After all, even Dickens adapted his descriptions of disabled people after having been told off by a lady of restricted growth, who threatened legal action. Dickens wrote back, apologising profusely. ‘I am most exceedingly and unfeignedly sorry to have been the unfortunate occasion of giving you a moment’s distress.’ In response, in Our Mutual Friend he created Jenny Wren — a woman with scoliosis and restricted growth who coped with the social and physical adversity of her condition.

So while we absolutely can and should enjoy A Christmas Carol for its brilliant fantasy and description, and we should have concern for the most vulnerable people in society, the pity angle, or even the superhuman angle, are unnecessary in this day and age.

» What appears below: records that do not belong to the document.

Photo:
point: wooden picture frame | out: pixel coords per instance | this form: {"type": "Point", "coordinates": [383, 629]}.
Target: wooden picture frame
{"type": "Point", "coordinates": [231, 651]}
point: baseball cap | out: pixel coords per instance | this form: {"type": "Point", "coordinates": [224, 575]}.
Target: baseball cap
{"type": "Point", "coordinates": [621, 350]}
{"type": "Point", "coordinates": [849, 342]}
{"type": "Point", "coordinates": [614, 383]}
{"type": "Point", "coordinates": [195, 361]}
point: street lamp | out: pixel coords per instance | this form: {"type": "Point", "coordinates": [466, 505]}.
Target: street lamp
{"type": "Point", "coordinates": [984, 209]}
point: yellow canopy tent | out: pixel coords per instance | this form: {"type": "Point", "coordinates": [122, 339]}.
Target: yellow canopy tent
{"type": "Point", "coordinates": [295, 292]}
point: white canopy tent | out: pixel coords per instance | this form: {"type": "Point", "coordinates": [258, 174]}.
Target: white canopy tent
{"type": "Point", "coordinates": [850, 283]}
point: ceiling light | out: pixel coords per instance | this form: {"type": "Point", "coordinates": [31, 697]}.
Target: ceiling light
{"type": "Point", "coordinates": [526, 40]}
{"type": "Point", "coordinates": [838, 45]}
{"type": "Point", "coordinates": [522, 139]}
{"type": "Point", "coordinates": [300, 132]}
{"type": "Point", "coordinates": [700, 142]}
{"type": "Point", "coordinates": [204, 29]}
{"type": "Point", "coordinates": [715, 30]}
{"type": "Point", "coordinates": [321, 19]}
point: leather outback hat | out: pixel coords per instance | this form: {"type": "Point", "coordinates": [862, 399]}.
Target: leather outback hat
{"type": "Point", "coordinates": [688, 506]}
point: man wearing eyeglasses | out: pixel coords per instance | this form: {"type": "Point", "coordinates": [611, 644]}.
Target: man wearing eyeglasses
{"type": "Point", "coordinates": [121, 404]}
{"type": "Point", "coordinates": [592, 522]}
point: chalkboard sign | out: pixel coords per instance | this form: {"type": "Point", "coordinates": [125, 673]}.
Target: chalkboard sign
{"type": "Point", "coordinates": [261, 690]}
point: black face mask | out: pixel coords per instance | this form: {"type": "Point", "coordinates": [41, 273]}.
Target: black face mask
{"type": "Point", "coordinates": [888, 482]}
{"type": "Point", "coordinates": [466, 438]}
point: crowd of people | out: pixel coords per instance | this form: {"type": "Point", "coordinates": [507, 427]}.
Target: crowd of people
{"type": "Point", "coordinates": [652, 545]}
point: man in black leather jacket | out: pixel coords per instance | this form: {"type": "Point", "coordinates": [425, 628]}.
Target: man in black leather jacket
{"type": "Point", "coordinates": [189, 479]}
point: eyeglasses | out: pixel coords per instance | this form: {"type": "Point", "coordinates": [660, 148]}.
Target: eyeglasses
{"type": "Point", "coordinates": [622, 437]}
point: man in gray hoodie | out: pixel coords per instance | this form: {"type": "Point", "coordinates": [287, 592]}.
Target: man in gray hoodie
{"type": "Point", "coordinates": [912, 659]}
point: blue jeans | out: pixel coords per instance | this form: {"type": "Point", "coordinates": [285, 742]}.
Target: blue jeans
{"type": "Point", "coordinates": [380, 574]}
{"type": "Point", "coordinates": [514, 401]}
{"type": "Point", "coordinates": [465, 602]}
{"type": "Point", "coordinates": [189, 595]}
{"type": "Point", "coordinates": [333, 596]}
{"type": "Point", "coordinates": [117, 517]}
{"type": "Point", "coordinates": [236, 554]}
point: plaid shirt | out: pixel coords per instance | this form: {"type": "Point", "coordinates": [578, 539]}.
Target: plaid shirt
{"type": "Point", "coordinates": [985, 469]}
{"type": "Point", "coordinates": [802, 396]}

While Tiny Tim may be for ever in our hearts, perhaps current-day emblems of disability should be kids who’ve got their first bendy artificial leg, or have simply had a ramp put in at the local train station so it is easy to get to town. It probably doesn’t make great drama, but it does make things more realistic.

At the end of The Man Who Invented Christmas, the character of Charles Dickens says to his assembled family gathered around the Christmas tree, ‘In the season of Hope, we will shut out nothing from our fireside and everyone will be welcome. Merry Christmas, one and all.’ And God bless every Tiny Tim, without the package of pity.